I don't know whether the helmet is just big for this particular brand of goggles? Does anyone know a solution to this? are there different size straps I can buy or should i just invest in another pair of goggles or helmet?

thanks!


----------



## cjwalsh7 (Jan 19, 2011)

My only suggestion would be to tighten the goggles and wear them around your head, and then put the helmet on over top of them. This way they will fit fine, but you lose the ability to lift them up onto your helmet when you want to take them off.


----------



## --bigtime-- (Sep 10, 2010)

Question: Did you try the C-bars on prior to your helmet fitting process. My asian fit crowbars were tight on my eyes too even without a helmet. got the regular style (Danny Kass sig series) and gave the asians too my friend who has a smaller face. Might just be your gogs and not the helmet gog combo


----------



## kv2 (Dec 6, 2009)

i tried wearing it under my helmet but it doesn't work well at all. it just pushes the goggles down my face and nose.

the goggles fit perfect when i used them with just a beanie.
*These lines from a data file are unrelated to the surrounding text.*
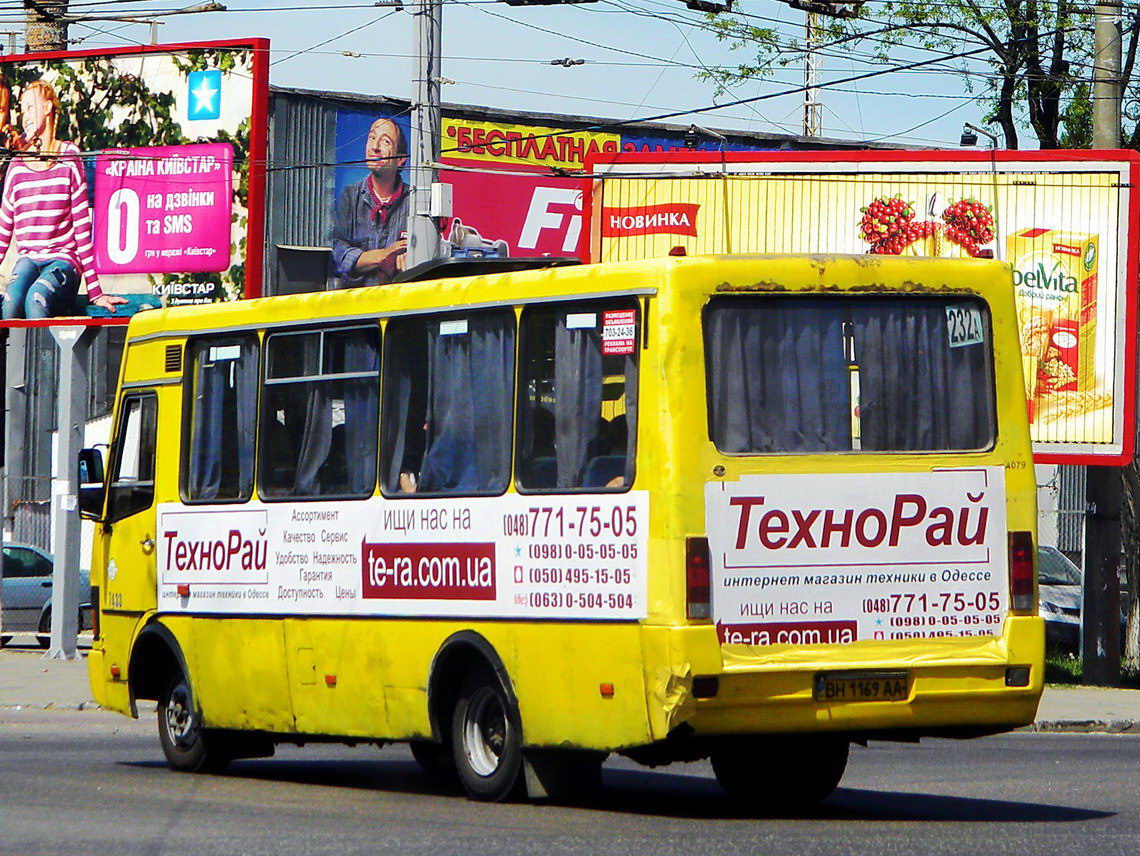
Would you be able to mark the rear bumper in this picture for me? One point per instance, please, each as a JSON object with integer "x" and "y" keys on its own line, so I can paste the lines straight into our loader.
{"x": 108, "y": 693}
{"x": 954, "y": 685}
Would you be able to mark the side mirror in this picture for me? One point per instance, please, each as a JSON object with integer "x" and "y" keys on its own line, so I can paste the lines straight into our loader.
{"x": 91, "y": 488}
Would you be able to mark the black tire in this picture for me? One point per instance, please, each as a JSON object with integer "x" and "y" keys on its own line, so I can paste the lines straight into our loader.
{"x": 436, "y": 759}
{"x": 781, "y": 773}
{"x": 188, "y": 747}
{"x": 487, "y": 740}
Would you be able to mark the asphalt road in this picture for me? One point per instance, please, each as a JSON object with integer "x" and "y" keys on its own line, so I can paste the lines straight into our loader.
{"x": 89, "y": 782}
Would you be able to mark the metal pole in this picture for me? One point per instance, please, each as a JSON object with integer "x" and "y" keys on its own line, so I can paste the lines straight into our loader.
{"x": 73, "y": 342}
{"x": 45, "y": 26}
{"x": 423, "y": 233}
{"x": 812, "y": 103}
{"x": 1100, "y": 652}
{"x": 1106, "y": 75}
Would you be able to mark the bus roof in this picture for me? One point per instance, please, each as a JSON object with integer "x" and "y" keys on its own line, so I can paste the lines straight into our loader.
{"x": 768, "y": 272}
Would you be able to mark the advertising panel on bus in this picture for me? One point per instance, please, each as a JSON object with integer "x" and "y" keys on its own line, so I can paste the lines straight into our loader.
{"x": 505, "y": 556}
{"x": 154, "y": 148}
{"x": 1064, "y": 223}
{"x": 838, "y": 557}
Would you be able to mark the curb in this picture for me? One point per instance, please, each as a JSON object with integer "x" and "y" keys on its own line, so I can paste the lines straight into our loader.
{"x": 1047, "y": 726}
{"x": 1085, "y": 726}
{"x": 144, "y": 707}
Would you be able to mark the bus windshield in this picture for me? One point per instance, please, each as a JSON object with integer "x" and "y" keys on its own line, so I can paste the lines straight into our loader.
{"x": 833, "y": 374}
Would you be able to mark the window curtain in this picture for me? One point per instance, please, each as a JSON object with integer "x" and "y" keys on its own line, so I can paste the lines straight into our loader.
{"x": 360, "y": 412}
{"x": 577, "y": 399}
{"x": 211, "y": 437}
{"x": 398, "y": 404}
{"x": 915, "y": 391}
{"x": 470, "y": 389}
{"x": 317, "y": 435}
{"x": 778, "y": 376}
{"x": 206, "y": 431}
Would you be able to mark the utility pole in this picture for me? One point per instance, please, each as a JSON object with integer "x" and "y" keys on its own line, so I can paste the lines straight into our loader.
{"x": 46, "y": 25}
{"x": 423, "y": 233}
{"x": 1100, "y": 646}
{"x": 812, "y": 105}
I admit i didn't try them on with my helmet otherwise i prob wouldn't have bought the helmet. 

Now I guess my choice is either buy a new helmet or a new pair of goggles. :dunno:


----------



## Chance42 (Jan 28, 2011)

kv2 said:


> i tried wearing it under my helmet but it doesn't work well at all. it just pushes the goggles down my face and nose.
> 
> the goggles fit perfect when i used them with just a beanie. I admit i didn't try them on with my helmet otherwise i prob wouldn't have bought the helmet.
> 
> Now I guess my choice is either buy a new helmet or a new pair of goggles. :dunno:


Check and see if they make a helmet strap for the crowbars, I know they make one for the a-frames that pull the sides out slightly more to try and fix that problem with some helmets.


----------



## rambob (Mar 5, 2011)

Thats wierd: Crowbars are usually helmet friendly


----------



## jyuen (Dec 16, 2007)

wtf... your goggles are loosened to the max and they are still too tight for your helmet? how freaking big is your helmet/head? o.0


----------



## jkc350z (Jan 30, 2010)

sorry to hijack this thread, but did you guys notice a huge difference between the asian fit and standard fit crowbars? thanks!


----------



## MI_canuck (Feb 29, 2008)

differences on crowbars is all in the nose area... asian fit has extra foam in the nasal bridge area


----------